Fourier, Du libre arbitre

Du libre arbitre, de Charles Fourier.

4ième de couverture : Appellera-t-on préjugé cette erreur collective, ce crétinisme universel ? Le mot de préjugé ne suffit point à le qualifier. On entend par préjugé une opinion sans examen. Il s'agit ici d'une rébellion réfléchie et voulue par tout le genre humain, contre des vérités dont l'examen et l'épreuve tendent à la satisfaction collective et individuelle.

Extrait n°1 : De toutes les bévues de notre siècle, il n'en est pas de plus funeste que l'esprit de liberté, bon et très louable abstractivement mais si mal dirigé, en application, qu'il a rallié aux banières du despotisme ceux même qui avaient penché pour la liberté.

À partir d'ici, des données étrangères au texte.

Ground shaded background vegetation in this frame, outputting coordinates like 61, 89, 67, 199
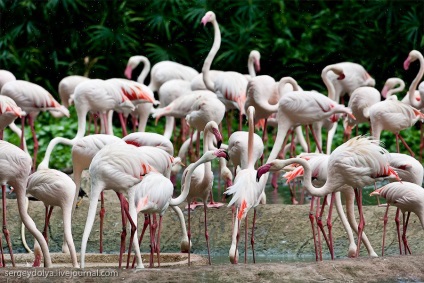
1, 0, 424, 169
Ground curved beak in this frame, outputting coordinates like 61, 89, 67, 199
256, 163, 271, 182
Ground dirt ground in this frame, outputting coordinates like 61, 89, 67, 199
1, 185, 424, 282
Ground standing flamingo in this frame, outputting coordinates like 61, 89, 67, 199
225, 106, 267, 264
257, 136, 400, 258
369, 95, 424, 157
26, 169, 79, 268
327, 62, 376, 103
371, 182, 424, 255
343, 86, 381, 139
201, 11, 250, 131
38, 79, 155, 169
403, 50, 424, 109
0, 140, 51, 267
80, 142, 156, 269
1, 80, 70, 169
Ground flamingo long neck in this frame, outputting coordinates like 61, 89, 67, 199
202, 18, 221, 92
279, 158, 333, 197
248, 57, 256, 77
408, 53, 424, 108
136, 56, 151, 84
247, 109, 255, 169
387, 80, 405, 98
277, 77, 300, 94
170, 155, 212, 206
266, 115, 291, 163
203, 126, 213, 177
321, 66, 338, 102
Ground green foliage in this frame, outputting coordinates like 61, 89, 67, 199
1, 0, 424, 169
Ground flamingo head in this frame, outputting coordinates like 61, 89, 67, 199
381, 85, 389, 99
124, 66, 133, 79
256, 163, 272, 181
404, 50, 421, 70
330, 104, 356, 121
250, 50, 261, 73
213, 148, 229, 161
201, 11, 215, 26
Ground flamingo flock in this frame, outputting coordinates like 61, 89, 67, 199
1, 10, 424, 270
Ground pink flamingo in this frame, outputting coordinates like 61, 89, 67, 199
257, 136, 400, 258
379, 153, 424, 256
201, 11, 250, 131
0, 140, 51, 267
38, 79, 155, 169
80, 142, 156, 269
225, 106, 266, 264
1, 80, 70, 169
26, 169, 79, 268
371, 181, 424, 255
343, 86, 381, 139
58, 75, 90, 108
0, 95, 25, 139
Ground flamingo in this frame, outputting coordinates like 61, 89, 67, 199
343, 86, 381, 139
186, 94, 226, 159
371, 182, 424, 255
71, 134, 123, 253
0, 95, 25, 139
369, 95, 424, 157
245, 76, 302, 144
80, 142, 156, 269
190, 50, 260, 91
0, 70, 16, 90
179, 121, 223, 263
26, 169, 79, 268
379, 153, 424, 256
283, 153, 378, 259
257, 136, 401, 258
38, 79, 155, 169
201, 11, 249, 131
124, 55, 199, 92
123, 132, 174, 155
225, 106, 266, 264
403, 50, 424, 109
327, 62, 376, 103
0, 140, 51, 267
0, 80, 70, 169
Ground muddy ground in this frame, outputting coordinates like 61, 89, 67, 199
1, 184, 424, 282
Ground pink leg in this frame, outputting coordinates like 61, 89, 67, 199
398, 134, 415, 157
309, 196, 319, 261
119, 194, 138, 269
271, 173, 279, 191
315, 197, 323, 261
289, 181, 299, 205
203, 203, 211, 265
43, 206, 54, 244
99, 191, 105, 253
326, 193, 335, 260
116, 192, 127, 268
309, 125, 323, 153
234, 212, 241, 265
118, 113, 128, 137
132, 214, 150, 268
187, 201, 191, 266
395, 208, 402, 255
2, 185, 14, 267
354, 188, 365, 257
402, 212, 412, 255
316, 195, 331, 258
0, 231, 3, 267
381, 204, 390, 256
244, 215, 248, 264
156, 215, 163, 267
149, 215, 154, 267
28, 115, 38, 171
251, 209, 257, 263
395, 134, 400, 153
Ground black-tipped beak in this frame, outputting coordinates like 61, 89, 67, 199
217, 140, 222, 149
256, 163, 271, 182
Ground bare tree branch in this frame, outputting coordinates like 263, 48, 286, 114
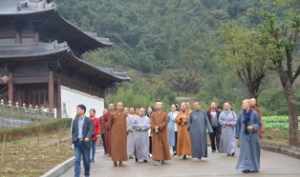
292, 64, 300, 84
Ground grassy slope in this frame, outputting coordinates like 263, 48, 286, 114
0, 129, 72, 177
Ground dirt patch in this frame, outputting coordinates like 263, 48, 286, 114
0, 129, 73, 177
264, 128, 289, 144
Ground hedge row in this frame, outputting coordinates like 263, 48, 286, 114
0, 118, 72, 142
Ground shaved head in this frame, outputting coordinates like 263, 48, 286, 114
116, 102, 124, 111
155, 102, 163, 110
192, 101, 200, 110
242, 99, 250, 110
249, 98, 257, 107
108, 103, 115, 111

Extrait n°2 : Ce n'est qu'en marchant dans cette voie que nous pourrons nous flatter d'un exercice positif de la raison, qui tendra alors à raffiner continuellement nos plaisirs.

Extrait n°3 : On a voulu nous inspirer pour lui une tendresse filiale, sous prétexte qu'il est le père de la nature. Fausse application ! Car l'autorité paternelle, parmi nous, est nécessairement coercitive et non pas amicale.

Extrait n°4 : Tel devait être le sujet de nos études sur le mouvement social. Il fallait en raisonner comme des sciences, où nous faisons intervenir par moitié l'industrie humaine, mais pour féconder et non pour entraver la nature.

Extrait n°5 : Un siècle qui se vante de chercher la vérité et qui prône le commerce simple ou libre exercice du mensonge, un tel siècle est-il admissible à opiner sur ce qui est bien ou mal, quand par le fait il érige en bien la pratique du mensonge et de toutes les astuces ?

Extrait n°6 : Cherchons hors de nos sociétés quelques notions plus recevables sur le libre arbitre. Un chef sauvage à qui le roi d'Angleterre adressait cette question : "Vos sujets vous obéissent-ils bien ?" répondit : "Pourquoi non ? Je leur obéis bien moi-même."